Machine learning models
- Discriminative models - traditional machine models.
P(Y|X) - given X, predict Y.Labelled data is needed- Train the model with all independent variables and dependent variables.
- for example if I want to train a model to predict correctly whether an MRI scan is cancerous or not,
- First - pass all the X variables (features) of the MRI scan to the model, pass all Y.
- The model understands the pattern of the data on which it is trained. Basically it forms an equation between X and Y, giving $y=f(x)$
- since now, the model has the $f(x)$ , I can pass any unknown x for which the model was never trained, and it will give me $y$
- The model is constricted to predict only type of prediction.
- Generative models - generative models learn the joint distribution
P(X,Y) - fine the probability when X and Y happen together.

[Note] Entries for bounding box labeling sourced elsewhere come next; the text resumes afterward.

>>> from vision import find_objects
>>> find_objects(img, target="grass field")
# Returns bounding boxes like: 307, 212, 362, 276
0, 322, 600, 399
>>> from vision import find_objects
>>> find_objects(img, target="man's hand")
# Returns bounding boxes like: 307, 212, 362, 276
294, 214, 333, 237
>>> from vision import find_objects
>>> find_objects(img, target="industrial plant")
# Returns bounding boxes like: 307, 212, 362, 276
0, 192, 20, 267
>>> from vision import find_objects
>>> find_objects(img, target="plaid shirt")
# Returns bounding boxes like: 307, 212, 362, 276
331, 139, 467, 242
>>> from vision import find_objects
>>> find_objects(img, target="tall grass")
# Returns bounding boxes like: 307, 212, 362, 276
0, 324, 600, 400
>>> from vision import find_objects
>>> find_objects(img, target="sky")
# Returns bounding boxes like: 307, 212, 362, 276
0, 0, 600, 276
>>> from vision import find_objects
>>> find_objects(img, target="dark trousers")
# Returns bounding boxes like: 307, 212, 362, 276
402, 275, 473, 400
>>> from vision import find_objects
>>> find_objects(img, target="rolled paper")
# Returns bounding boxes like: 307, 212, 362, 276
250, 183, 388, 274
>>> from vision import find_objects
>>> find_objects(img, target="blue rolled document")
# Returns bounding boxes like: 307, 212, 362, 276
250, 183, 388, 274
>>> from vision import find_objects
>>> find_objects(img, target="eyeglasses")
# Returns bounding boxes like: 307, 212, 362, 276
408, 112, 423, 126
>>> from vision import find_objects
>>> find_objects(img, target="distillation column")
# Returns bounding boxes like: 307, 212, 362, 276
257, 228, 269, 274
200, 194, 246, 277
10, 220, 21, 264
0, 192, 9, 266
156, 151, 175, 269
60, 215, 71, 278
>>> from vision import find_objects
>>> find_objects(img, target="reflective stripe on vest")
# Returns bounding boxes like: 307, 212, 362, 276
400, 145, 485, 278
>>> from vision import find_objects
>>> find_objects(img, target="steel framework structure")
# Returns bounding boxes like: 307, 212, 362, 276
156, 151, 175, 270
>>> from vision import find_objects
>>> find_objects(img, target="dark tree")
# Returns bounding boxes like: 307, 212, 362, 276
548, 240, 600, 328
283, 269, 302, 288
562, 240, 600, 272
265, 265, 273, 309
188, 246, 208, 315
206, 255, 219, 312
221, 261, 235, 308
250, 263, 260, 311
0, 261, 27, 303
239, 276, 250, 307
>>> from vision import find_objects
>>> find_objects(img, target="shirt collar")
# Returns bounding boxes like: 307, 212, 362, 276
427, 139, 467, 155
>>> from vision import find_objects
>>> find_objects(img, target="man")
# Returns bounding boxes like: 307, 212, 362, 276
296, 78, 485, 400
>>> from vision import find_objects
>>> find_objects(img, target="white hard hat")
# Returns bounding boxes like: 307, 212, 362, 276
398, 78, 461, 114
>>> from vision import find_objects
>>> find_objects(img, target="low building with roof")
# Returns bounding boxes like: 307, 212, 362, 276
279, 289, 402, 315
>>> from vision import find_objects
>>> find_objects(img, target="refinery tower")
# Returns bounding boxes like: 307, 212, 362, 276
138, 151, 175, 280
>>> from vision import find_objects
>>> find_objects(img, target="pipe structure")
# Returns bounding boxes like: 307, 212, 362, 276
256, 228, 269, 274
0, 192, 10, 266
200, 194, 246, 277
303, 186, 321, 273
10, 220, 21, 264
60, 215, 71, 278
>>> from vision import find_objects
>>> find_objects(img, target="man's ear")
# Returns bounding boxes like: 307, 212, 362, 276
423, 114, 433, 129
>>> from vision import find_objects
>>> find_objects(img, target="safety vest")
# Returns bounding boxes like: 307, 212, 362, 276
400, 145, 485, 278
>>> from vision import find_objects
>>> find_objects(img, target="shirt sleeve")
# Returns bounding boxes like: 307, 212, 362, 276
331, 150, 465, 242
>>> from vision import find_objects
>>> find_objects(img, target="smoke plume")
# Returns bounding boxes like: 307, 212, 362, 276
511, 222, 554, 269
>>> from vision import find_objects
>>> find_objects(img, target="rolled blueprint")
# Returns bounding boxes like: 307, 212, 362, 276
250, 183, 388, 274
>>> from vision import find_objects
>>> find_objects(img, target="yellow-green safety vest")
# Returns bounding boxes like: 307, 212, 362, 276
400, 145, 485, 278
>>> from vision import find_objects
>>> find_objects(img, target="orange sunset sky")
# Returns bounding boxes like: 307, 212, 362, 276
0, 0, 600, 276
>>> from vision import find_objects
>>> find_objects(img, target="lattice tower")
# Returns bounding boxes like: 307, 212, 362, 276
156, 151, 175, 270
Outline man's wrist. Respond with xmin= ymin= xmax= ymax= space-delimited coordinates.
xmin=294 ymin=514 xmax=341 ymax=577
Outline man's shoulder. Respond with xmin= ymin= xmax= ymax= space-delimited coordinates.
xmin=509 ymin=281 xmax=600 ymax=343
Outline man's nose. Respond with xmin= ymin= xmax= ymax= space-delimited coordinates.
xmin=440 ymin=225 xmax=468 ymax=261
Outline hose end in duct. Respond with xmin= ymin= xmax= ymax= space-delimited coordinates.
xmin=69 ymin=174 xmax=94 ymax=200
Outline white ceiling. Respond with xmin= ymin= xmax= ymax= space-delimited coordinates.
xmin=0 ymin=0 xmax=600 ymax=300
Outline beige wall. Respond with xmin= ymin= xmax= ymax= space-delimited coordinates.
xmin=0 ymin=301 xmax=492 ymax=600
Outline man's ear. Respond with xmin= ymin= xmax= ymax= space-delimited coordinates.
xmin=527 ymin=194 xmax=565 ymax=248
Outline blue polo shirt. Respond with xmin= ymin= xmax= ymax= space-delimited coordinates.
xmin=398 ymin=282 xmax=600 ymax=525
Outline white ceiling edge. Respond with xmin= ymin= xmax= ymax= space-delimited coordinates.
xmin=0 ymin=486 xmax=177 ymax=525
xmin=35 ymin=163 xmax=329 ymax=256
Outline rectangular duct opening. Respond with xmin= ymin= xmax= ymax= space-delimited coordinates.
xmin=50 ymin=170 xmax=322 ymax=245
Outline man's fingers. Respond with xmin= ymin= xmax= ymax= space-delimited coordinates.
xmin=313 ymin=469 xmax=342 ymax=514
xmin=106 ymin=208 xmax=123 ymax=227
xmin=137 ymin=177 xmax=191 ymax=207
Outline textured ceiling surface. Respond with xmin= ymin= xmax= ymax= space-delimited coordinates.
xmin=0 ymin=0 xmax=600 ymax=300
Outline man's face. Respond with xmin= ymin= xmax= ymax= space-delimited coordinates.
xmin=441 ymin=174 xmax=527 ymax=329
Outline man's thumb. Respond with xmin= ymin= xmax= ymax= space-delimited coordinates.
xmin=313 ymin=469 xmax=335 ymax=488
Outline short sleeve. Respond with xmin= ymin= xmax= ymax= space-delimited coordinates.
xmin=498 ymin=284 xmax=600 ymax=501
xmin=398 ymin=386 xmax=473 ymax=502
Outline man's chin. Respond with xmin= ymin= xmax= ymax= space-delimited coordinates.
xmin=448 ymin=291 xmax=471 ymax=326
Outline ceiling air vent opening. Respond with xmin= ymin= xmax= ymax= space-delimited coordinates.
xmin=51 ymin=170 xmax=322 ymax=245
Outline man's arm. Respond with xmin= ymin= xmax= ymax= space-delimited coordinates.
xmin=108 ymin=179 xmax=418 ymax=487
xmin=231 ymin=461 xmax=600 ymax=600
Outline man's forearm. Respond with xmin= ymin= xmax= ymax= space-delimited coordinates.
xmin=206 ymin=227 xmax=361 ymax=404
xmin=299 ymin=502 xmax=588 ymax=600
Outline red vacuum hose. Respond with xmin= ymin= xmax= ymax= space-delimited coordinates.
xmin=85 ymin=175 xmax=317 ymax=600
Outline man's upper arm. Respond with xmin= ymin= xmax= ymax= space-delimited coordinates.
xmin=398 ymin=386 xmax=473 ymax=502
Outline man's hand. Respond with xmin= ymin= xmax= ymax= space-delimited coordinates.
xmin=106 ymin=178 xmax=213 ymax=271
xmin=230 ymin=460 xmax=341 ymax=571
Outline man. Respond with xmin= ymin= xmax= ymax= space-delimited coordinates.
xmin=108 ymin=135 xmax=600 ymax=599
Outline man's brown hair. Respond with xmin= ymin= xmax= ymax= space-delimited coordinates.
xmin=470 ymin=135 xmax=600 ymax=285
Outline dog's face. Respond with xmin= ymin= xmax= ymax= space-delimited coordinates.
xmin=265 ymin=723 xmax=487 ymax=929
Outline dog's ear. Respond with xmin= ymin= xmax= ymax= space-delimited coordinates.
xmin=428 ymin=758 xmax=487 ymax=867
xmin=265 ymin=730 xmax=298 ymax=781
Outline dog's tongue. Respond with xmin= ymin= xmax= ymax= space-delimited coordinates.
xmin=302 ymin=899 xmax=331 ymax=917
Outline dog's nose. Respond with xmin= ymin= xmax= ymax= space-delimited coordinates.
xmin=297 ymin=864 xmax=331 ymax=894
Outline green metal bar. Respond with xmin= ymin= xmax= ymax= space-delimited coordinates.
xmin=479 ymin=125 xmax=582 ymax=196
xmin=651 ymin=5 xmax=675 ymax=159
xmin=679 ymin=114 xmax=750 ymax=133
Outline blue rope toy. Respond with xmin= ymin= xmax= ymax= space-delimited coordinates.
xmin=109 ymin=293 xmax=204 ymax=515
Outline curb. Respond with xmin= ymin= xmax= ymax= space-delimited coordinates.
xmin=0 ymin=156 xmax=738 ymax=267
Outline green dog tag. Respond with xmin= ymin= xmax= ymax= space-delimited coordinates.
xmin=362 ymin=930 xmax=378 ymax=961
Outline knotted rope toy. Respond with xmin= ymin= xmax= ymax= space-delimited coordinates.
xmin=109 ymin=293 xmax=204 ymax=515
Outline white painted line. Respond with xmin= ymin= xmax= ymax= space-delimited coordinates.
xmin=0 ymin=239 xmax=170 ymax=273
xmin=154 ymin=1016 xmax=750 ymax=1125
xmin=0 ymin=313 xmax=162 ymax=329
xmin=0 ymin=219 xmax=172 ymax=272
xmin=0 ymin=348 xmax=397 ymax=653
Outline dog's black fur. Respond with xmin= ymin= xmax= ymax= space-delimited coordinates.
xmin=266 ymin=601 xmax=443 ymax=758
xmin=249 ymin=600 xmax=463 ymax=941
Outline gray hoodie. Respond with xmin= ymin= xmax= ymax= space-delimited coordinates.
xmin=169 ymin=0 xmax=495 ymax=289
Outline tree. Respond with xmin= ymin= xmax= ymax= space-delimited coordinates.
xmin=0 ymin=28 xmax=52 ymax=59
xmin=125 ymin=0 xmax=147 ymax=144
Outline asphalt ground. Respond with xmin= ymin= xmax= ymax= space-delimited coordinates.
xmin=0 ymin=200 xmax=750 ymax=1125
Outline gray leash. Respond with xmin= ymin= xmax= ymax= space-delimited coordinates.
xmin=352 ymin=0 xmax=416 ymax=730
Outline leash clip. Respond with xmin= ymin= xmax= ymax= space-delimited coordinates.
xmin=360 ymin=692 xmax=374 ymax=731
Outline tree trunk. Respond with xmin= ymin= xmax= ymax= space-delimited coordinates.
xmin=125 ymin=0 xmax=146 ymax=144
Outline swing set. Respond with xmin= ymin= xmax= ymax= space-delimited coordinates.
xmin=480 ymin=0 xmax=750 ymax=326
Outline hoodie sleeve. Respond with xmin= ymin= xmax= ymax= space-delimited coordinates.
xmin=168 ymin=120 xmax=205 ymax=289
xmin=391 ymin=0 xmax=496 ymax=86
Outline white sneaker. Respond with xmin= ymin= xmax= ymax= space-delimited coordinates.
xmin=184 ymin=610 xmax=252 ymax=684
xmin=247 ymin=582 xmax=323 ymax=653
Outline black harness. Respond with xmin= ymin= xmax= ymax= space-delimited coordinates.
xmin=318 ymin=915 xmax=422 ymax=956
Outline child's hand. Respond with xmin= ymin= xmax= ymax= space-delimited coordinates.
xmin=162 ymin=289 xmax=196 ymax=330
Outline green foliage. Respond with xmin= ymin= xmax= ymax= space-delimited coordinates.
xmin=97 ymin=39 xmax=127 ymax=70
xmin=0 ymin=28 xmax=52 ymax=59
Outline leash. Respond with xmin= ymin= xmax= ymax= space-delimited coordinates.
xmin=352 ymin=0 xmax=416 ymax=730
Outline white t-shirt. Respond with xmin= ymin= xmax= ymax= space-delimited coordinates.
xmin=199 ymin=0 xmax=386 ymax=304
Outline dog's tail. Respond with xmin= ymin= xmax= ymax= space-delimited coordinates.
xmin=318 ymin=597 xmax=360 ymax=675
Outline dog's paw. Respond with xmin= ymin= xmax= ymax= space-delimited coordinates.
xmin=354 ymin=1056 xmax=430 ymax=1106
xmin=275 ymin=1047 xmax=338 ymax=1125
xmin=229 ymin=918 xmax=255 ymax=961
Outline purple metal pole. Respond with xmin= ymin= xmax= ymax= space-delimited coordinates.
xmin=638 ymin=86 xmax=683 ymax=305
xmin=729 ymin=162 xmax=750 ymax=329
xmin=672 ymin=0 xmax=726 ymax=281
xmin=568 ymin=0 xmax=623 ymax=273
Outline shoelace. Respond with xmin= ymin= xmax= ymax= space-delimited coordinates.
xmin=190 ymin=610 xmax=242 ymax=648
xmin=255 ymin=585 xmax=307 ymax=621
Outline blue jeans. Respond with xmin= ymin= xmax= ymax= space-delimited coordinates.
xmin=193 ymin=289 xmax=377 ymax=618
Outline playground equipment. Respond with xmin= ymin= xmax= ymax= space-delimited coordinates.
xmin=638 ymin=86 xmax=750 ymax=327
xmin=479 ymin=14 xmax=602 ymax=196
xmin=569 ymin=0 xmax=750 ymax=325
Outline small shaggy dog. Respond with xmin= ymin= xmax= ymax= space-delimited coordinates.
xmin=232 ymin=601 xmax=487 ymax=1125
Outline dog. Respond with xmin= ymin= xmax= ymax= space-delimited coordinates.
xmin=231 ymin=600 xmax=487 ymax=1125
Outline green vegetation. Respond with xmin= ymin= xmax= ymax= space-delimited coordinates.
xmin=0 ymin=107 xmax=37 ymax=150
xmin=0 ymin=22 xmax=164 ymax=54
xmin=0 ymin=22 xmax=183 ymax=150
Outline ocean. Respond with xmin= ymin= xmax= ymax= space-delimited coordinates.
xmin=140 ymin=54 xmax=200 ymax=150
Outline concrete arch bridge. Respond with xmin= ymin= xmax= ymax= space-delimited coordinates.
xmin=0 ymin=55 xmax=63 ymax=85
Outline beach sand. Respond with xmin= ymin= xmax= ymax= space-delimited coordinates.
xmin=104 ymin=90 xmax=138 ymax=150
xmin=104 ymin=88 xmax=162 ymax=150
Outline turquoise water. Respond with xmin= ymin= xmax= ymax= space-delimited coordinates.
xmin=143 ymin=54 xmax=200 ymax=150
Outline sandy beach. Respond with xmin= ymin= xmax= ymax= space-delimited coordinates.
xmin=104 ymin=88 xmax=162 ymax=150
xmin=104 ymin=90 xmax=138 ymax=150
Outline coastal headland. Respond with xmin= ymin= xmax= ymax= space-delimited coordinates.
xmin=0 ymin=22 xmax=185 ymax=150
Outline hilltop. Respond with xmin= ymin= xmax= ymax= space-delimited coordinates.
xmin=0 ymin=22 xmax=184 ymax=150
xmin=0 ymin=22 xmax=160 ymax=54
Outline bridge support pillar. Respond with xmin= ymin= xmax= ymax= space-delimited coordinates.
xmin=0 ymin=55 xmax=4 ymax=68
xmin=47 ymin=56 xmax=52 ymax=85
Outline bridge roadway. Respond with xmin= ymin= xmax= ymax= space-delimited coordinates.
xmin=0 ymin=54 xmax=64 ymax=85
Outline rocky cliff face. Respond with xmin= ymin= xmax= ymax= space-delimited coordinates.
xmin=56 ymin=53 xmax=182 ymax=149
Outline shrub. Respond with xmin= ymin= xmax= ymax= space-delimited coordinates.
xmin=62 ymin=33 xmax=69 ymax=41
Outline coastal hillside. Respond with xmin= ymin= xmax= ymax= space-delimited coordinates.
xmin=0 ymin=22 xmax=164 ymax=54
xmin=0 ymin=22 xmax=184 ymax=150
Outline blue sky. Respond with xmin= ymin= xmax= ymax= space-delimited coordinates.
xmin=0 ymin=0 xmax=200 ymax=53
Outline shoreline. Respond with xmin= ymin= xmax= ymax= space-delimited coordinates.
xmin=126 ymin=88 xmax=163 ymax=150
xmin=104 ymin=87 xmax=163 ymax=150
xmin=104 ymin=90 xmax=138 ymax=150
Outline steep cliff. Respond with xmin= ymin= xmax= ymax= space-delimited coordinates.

They generate new data based on the inputs. Labelling is not needed.- Where the mind is without — : the next token is predicted based on the past inputs. So, these supervised models are known as autoregressive models.
- Examples: GPT, BERT, T5, LLaMA, PaLM,
- A generative model is first trained with lots of data. that is known as corpus. I am not labelling the output.
- Transformers like GPT, BERT etc are first trained with all the data in the internet. But none of these data are labelled. Not lablled means training data just passes X. It does not care about Y.
- When transformer architecture works, it takes the past data (X) and predicts the next token (Y).
- basically Ys are determined by shifting the window one token to the right each time the model tries to predict the next token.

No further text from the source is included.